Encourager la production

"Les conditions climatiques et les sols sont ce qui contribue le plus aux saveurs" des cacaos, poursuit Moises Gomez, qui rappelle que "des variétés de cacao fins ont été plantés en Afrique mais sans atteindre les qualités de ceux d'Amérique". Le forastero, le plus commun, mais surtout les criollo, trinitario, nacional, sans compter les hybrides : toutes les variétés s'épanouissent en Amérique latine. Et quasiment partout : Équateur et Brésil en tête, avec environ 200.000 tonnes par an chacun (et plus de 500 millions d'euros de recettes), mais également au Pérou, au Venezuela, en Colombie, en République dominicaine, en Amérique centrale et jusqu'au Mexique.

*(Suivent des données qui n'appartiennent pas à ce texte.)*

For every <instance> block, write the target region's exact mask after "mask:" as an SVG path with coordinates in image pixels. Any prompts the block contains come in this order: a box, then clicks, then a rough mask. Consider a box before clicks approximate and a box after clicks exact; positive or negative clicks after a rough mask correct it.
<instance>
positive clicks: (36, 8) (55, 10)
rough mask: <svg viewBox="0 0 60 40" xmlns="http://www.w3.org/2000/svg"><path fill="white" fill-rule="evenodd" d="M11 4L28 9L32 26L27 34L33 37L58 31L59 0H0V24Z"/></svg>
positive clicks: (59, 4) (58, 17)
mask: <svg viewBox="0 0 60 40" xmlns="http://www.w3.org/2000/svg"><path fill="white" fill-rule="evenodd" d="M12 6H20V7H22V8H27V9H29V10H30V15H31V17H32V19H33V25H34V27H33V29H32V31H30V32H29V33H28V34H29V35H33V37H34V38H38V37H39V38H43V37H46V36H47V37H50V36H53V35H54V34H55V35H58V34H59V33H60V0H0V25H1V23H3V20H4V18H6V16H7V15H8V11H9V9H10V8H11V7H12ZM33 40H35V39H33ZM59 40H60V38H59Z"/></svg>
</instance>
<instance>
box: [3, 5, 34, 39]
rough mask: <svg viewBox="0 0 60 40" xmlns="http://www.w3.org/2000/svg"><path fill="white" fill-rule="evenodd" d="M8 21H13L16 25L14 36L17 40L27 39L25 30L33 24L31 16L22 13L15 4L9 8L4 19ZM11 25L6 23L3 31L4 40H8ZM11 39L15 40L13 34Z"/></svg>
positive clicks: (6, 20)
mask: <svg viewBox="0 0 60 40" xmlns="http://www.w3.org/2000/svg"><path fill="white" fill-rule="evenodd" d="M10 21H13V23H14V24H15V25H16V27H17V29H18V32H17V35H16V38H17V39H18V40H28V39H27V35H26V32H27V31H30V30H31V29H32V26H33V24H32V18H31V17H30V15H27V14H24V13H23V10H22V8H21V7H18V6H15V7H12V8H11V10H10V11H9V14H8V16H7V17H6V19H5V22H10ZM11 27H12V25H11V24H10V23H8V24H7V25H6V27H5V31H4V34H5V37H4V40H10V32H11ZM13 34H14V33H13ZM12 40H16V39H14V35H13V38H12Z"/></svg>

Avec 63.000 tonnes produites en 2013, le Pérou illustre à la fois ce pari sur les cacaos de qualité et la difficulté à satisfaire l'appétit des acheteurs. "Notre production ne nous permet pas de proposer une offre en termes de volume" alors le secteur mise sur "une offre différenciée, car là se trouve la compétitivité", en investissant par exemple dans la production biologique, explique Carmen Rosa Chavez, du ministère de l'Agriculture péruvien. "Le problème est que nous n'avons pas les quantités suffisantes pour satisfaire" la demande des grands chocolatiers européens, renchérit Francisco Riva, dirigeant de l'Association péruvienne des producteurs de cacao. Mais face aux prévisions d'augmentation de la demande, il est nécessaire d'agir afin d"'éviter une pénurie dans les décennies à venir", notamment "par des mesures d'encouragement, de soutien à la production, d'amélioration des rendements", avertit Florence Pradier.